How can I compare genotyped cows to non-genotyped cows?

To provide information on the comparison between genotyped and non-genotyped cows the regression of genomic PTA on traditional PTA was calculated. The resulting slope (b) and intercept (a) values (below), can be used to give an estimate of how the non genotyped PTAs compare to the genotyped PTAs and vice versa.

Holstein

Birth Year Milk Fat Protein
a b a b a b
< 2000 −294 0.76 −10 0.70 −8 0.70
2001 −278 0.76 −10 0.70 −8 0.70
2002 −243 0.76 −7 0.70 −6 0.70
2003 −196 0.76 −6 0.70 −5 0.70
2004 −176 0.76 −4 0.70 −3 0.70
2005 −153 0.76 −2 0.70 −2 0.70
2006 −113 0.76 −0 0.70 1 0.70
> 2007 −26 0.76 3 0.70 1 0.70

Jersey

Birth Year Milk Fat Protein
a b a b a b
< 2004 −433 0.87 −21.2 0.84 −15.6 0.85
> 2005 −176 0.80 −6.2 0.73 −3.3 0.71


Genomic PTA = a + (b * Traditional PTA)


If you then want to see the effect changes to milk, fat, and protein have on $NM due to genotyping and the cow adjustment, use the value ($/PTA unit) Milk - $0.0001, Fat - $2.89, Protein - $3.41. Net Merit is affected by changes in many traits, the changes below strictly show those due to milk, fat and protein.

Genomic (Gen) $NM = Traditional (Trad) $NM - (Trad Milk PTA - Gen Milk PTA)*.0001 - (Trad Fat PTA - Gen Fat PTA)*2.89 - (Trad Protein PTA - Gen Protein PTA)*3.41


Example:

Holstein Cow Born in 2006 Traditional Evaluation:

Milk PTA = 1000 pounds

Fat PTA = 25 pounds

Protein PTA = 15 pounds

$NM = 400

Comparable Genomic PTA:

Genomic Milk PTA = -113 + (.76 * 1000) = 647

Genomic Fat PTA = 0 + (.70 * 25) = 17.5

Genomic Protein PTA = 1 + (.70 * 15) = 11.5

$NM = 400 - (1000 - 647)*.0001 - (25 - 17.5)*2.89 - (15 - 11.5)*3.41 = 366

How do descendants of genotyped animals (genomic indicator code 2) compare?

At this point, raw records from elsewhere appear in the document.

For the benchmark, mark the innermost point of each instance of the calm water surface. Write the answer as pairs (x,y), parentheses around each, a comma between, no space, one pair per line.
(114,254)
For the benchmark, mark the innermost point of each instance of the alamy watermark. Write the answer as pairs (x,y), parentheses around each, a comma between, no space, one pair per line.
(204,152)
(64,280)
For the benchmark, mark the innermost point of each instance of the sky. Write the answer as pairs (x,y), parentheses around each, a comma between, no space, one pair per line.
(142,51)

Trait (Genomic PTA - Traditional PTA)
Holstein Jersey
Milk −57 −67
Fat −2.5 −2.1
Protein −2.1 −2.6

Animals with genotyped ancestors are more closely related to the genotyped population. The above table shows how much a cow with genotyped ancestors (genomic indicator code 2) can be expected to change when they are genotyped.